Returning to Nova Scotia every summer contributes to the illusion of smooth continuance, each summer not the first thread in a new fabric but another button on a cardigan, perhaps looser than buttons below but still familiar and comfortable. Every summer the songs of white-throated sparrows bounce from scrub like novelty tunes from the fifties. Early in the morning ravens grind woodenly. . . . No matter how slowly I jog, on the headland butterflies spring from my feet in clumps, first azures and orange crescents, then wood nymphs, and finally over the lowlands near the Beaver River outlet cabbage whites spiraling, dizzy with mating.
Indian Summer is the newest collection of personal essays by Sam Pickering.
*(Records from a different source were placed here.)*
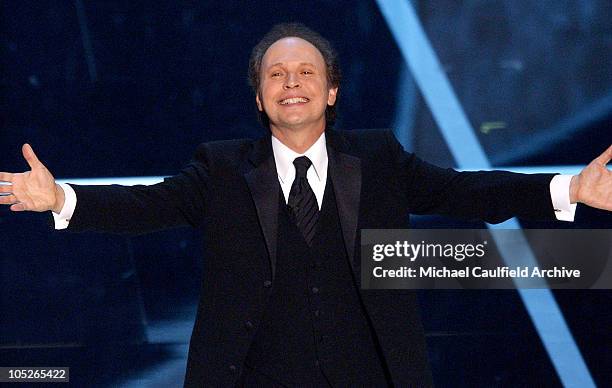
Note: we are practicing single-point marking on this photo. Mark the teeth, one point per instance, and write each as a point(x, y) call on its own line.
point(293, 100)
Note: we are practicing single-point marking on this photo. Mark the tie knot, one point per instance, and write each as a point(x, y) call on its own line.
point(301, 166)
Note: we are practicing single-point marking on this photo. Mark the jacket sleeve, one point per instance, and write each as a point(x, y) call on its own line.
point(491, 196)
point(177, 201)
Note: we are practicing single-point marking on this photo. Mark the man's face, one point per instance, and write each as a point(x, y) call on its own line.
point(294, 91)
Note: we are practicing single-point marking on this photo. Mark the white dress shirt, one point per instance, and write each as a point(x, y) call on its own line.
point(317, 178)
point(316, 173)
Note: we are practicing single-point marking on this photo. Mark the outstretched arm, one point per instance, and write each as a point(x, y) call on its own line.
point(33, 190)
point(177, 201)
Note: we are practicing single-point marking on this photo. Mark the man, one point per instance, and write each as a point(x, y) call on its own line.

In typical Pickering fashion, he seeks to capture the gift of living. He brings to the page again his family, students, and a wealth of country characters who live in places that exist only in his imagination and who wander through the stories he tells.
He describes how his life has been altered by his children leaving home for college, and he ponders the changes aging brings and the things that never change. The consummate teacher, he celebrates academic life and the pleasures of the classroom. Readers will roam familiar ground with Pickering as he explores the fields and small hills of eastern Connecticut and the bogs and woods on his farm in Nova Scotia.
Indian Summer celebrates hearing and seeing. Butterflies tumble across the pages, flowers bloom and wilt, and dragonflies glitter like stained glass in the sunlight. Pickering teaches us to value our words and to laugh at the world around us. His musings mirror his desire for his readers to appreciate life a little more after exploring this book.